En la experiencia internacional comparada, hay algunas sociedades caracterizadas por la alta densidad de capital social, en las cuales la sanción social cumple eficazmente la función de ser instancia primaria de punición para los transgresores. En muchas otras, la primacía controladora recae en las instancias policiales, judiciales y administrativas. En el Perú, penosamente, predominan altos niveles de tolerancia frente a las transgresiones legales y al irrespeto de los derechos de otros. Y ante ello, las instancias estatales se muestran incapaces o hasta cómplices.

La corrupción y falta de profesionalismo en las instancias policiales, judiciales y administrativas son particularmente ostensibles, y generan muy intensas y diversas consecuencias negativas sobre la convivencia social. La incapacidad del Estado, a través de estas instancias, para arbitrar las relaciones sociales e imponer un adecuado equilibrio entre derechos y deberes, genera altos costos —económicos, de oportunidad, relacionales, de calidad de vida, de inequidad, etc.— sobre los ciudadanos.
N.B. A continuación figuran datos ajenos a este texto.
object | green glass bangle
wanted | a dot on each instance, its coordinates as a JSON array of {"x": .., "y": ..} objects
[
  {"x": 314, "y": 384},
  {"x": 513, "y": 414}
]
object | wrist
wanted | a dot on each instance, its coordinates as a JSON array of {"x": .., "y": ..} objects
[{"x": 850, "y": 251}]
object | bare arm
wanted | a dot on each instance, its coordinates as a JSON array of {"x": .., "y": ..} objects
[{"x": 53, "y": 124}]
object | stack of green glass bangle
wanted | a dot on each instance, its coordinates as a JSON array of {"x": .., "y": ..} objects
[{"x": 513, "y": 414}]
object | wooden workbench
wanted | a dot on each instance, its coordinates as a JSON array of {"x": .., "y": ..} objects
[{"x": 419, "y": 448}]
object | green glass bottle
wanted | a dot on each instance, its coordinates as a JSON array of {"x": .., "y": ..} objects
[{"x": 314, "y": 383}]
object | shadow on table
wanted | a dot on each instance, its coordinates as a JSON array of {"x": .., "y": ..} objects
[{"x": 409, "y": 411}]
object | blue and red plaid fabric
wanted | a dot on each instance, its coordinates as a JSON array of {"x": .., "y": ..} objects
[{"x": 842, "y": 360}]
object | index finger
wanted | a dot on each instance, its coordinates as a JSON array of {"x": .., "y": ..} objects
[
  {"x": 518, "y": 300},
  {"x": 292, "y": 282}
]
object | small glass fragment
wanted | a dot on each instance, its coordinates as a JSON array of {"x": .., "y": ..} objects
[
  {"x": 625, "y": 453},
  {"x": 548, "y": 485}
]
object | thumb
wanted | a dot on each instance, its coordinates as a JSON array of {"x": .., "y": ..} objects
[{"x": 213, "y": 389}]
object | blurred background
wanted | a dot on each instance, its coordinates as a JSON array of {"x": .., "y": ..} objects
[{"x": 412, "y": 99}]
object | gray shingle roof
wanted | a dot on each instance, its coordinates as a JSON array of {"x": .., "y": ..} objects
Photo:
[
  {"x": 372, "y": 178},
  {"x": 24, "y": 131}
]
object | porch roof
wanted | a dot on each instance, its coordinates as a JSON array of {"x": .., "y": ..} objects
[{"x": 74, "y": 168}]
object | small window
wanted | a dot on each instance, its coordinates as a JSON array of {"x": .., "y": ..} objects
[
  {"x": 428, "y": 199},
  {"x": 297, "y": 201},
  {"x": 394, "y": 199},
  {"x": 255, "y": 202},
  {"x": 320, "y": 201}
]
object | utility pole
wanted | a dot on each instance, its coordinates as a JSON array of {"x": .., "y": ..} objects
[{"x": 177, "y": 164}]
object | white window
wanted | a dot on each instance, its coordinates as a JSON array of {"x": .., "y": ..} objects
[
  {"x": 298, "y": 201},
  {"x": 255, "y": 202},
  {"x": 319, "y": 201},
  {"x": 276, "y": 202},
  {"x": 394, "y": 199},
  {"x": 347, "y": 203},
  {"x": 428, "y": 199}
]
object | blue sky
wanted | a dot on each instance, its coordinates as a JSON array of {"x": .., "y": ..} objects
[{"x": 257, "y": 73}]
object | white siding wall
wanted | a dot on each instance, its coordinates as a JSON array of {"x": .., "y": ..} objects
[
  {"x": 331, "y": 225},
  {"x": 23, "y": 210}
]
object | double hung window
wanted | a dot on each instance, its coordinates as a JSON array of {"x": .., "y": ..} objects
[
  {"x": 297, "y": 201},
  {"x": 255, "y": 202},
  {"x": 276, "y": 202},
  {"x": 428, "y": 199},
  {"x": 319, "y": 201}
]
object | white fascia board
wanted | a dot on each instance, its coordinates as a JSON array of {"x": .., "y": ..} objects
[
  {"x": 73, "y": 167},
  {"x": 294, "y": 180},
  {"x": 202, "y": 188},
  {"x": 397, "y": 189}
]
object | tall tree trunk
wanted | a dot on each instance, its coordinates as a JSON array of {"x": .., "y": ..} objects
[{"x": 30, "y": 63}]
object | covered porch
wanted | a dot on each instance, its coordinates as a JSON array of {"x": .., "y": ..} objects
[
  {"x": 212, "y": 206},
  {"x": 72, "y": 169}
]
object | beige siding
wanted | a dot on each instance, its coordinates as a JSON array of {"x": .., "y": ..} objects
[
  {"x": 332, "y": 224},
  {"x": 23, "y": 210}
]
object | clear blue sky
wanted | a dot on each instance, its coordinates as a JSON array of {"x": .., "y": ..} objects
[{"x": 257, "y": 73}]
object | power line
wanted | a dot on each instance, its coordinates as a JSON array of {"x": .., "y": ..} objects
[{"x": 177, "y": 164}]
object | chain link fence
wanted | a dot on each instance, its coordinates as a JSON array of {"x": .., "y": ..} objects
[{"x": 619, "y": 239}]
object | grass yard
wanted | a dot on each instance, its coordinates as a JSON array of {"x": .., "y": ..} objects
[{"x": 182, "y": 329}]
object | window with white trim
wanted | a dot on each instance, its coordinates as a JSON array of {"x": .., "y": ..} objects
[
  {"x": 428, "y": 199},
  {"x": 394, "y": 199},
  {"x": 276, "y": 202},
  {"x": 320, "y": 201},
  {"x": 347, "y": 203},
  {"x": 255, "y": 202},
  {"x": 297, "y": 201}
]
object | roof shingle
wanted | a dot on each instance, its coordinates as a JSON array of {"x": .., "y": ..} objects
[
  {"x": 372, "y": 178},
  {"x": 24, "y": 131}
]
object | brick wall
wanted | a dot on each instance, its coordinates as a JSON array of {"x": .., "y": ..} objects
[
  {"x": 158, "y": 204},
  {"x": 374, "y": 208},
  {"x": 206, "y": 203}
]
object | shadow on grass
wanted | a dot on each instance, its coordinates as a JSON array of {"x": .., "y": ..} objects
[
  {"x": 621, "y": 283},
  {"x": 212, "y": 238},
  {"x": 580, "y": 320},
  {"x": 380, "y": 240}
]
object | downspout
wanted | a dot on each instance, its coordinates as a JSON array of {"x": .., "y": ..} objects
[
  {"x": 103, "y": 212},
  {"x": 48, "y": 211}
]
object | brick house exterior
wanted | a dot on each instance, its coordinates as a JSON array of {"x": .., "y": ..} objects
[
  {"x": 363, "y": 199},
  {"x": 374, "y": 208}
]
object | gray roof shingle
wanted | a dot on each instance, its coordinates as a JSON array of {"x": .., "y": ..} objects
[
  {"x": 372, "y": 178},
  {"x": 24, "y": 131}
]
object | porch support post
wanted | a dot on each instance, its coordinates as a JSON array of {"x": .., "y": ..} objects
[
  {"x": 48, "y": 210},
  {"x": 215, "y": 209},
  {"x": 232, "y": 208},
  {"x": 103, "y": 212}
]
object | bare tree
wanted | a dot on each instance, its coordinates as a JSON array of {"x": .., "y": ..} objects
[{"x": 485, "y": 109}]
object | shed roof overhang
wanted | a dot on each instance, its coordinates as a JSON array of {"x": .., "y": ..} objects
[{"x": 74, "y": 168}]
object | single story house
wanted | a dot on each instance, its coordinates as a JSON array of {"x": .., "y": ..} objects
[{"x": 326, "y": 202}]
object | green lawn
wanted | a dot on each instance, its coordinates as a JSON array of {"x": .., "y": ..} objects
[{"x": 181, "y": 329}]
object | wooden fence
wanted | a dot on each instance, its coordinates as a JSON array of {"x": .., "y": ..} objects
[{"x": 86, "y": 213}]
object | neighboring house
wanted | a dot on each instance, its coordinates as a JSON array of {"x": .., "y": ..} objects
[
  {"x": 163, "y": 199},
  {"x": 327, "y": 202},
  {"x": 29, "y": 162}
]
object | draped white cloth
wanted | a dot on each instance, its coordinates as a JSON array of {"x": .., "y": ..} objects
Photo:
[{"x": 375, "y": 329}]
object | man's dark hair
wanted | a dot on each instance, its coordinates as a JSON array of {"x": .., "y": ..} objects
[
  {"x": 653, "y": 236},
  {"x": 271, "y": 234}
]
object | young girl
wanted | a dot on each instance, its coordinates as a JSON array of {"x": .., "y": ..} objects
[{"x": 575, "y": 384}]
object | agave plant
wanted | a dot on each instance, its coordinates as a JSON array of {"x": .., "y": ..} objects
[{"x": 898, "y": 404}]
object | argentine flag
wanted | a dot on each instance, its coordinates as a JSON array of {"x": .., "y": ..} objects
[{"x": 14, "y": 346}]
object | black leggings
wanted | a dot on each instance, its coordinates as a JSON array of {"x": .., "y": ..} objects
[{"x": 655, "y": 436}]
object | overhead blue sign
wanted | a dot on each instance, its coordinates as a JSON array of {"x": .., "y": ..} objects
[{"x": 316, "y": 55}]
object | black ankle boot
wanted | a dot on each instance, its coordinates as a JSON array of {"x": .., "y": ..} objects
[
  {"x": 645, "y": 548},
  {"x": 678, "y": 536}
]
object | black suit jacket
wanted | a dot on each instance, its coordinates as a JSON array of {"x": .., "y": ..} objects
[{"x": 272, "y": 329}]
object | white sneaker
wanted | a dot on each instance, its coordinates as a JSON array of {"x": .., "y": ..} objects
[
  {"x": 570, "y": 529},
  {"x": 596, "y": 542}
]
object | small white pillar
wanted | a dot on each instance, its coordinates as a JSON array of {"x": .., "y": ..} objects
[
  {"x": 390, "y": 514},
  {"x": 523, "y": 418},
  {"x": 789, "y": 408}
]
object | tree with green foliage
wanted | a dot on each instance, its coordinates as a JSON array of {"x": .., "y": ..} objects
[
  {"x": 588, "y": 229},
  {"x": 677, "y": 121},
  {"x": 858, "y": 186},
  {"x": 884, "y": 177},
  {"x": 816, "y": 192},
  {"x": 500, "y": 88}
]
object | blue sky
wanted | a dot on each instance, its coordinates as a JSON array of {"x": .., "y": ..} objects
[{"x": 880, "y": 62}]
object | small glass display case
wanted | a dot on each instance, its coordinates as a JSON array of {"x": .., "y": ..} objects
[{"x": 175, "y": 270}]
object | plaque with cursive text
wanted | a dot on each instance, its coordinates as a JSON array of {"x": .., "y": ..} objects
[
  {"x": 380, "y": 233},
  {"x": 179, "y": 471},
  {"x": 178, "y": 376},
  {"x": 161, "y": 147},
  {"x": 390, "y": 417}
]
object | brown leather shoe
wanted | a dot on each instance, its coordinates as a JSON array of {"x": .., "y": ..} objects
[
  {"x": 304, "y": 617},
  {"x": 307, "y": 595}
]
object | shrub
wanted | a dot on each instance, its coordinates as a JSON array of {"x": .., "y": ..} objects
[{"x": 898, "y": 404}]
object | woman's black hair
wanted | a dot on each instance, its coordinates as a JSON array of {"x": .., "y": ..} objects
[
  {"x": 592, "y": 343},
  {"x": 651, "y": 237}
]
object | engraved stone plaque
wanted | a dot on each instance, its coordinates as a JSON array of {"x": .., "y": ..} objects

Aún más, esto crea una estructura de incentivos perversos, en virtud de la cual las transgresiones a la ley o el atropello a los derechos de los demás quedan impunes, o cuestan demasiado barato, y merced a ello se siembra profusamente la cultura de la irresponsabilidad.

Revertir esto es una tarea ya largamente postergada. Solo se logrará cumplirla si forjamos un consenso ciudadano basado en la indignación cívica y constructiva de todos.